Simulates Likert scale item responses based on a specified number of response categories and the centered parameters of the latent variable.
Arguments
- n_levels
number of response categories for the Likert scale item.
- cp
centered parameters of the latent variable. Named vector including mean (
mu
), standard deviation (sd
), and skewness (skew
). Skewness must be between -0.95 and 0.95.
Details
The simulation process uses the following model detailed by Boari and Nai-Ruscone. Let \(X\) be the continuous variable of interest, measured using Likert scale questions with \(K\) response categories.
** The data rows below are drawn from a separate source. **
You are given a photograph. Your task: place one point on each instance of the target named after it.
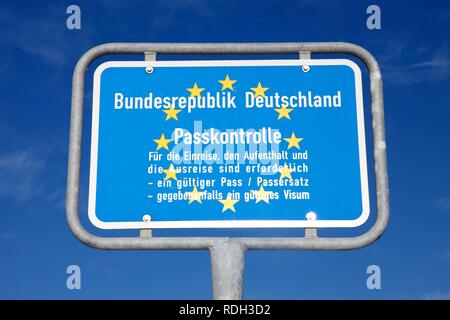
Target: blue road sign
(193, 144)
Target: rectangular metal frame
(223, 250)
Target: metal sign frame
(227, 254)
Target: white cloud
(44, 36)
(443, 202)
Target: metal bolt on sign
(227, 254)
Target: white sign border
(229, 223)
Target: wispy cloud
(41, 36)
(169, 12)
(20, 175)
(433, 69)
(443, 203)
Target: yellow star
(162, 142)
(171, 113)
(170, 173)
(195, 90)
(285, 172)
(195, 195)
(228, 203)
(262, 195)
(293, 141)
(259, 90)
(283, 112)
(227, 83)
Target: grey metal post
(227, 269)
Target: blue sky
(37, 57)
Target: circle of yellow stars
(228, 203)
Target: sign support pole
(227, 268)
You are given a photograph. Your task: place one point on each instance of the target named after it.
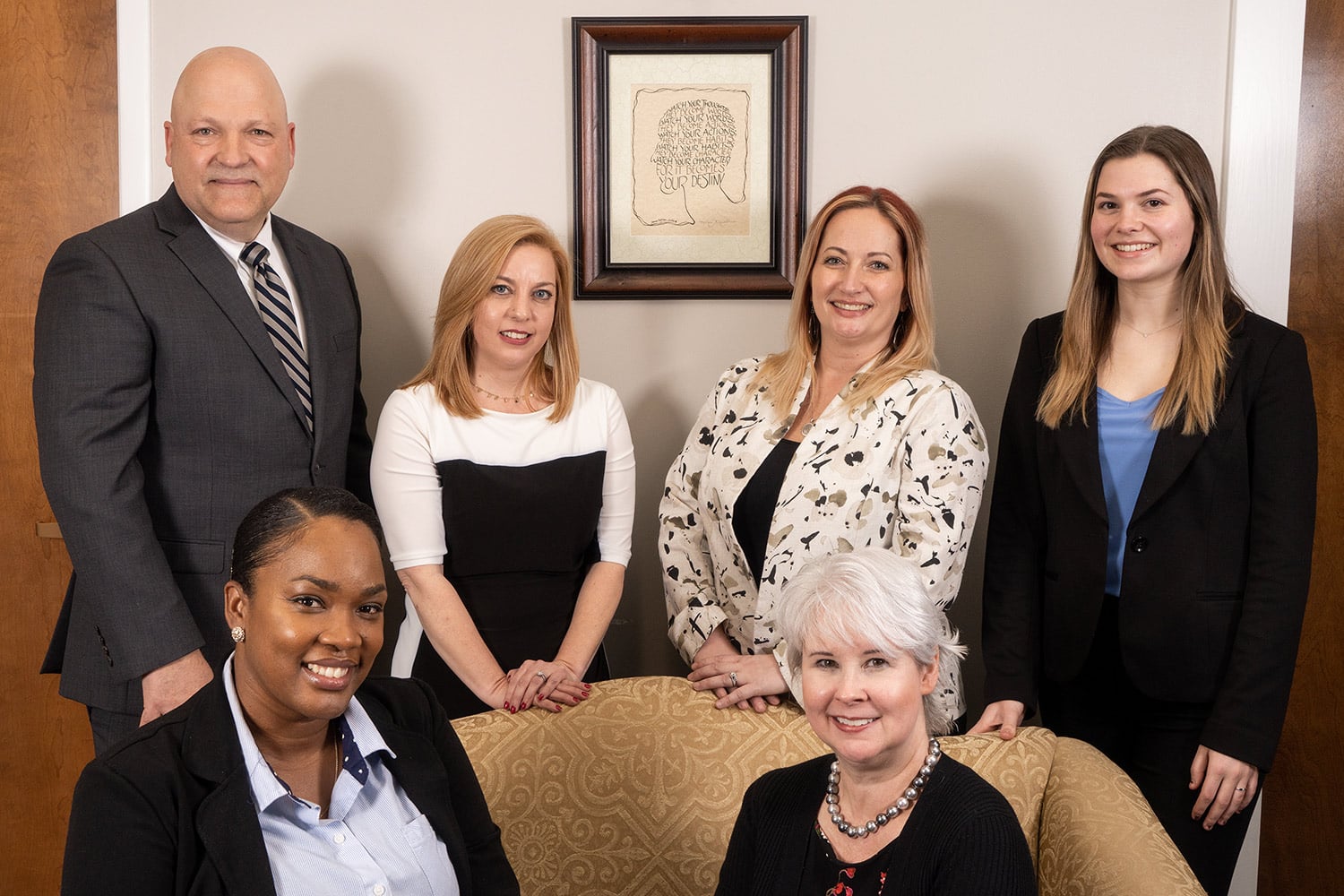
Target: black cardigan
(169, 810)
(961, 837)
The observed discrete variable \(Y\) is defined as follows: $$ Y = k, \quad \text{ if } \ \ x_{k - 1} < X \leq x_{k} \quad \text{ for } \ \ k = 1, \dots, K $$ where \(x_{k}\), \(k = 0, \dots, K\) are endpoints defined in the domain of \(X\) such that: $$ -\infty = x_{0} < x_{1} < \dots < x_{K - 1} < x_{K} = \infty. $$ The endpoints dictate the transformation of the density \(f_{X}\) of \(X\) into a discrete probability distribution: $$ \text{Pr}(Y = k) = \int_{x_{k - 1}}^{x_{k}} f_{X}(x) \, dx \quad \text{ for } \ \ k = 1, \dots, K. $$
The continuous latent variable is modeled using a skew normal distribution.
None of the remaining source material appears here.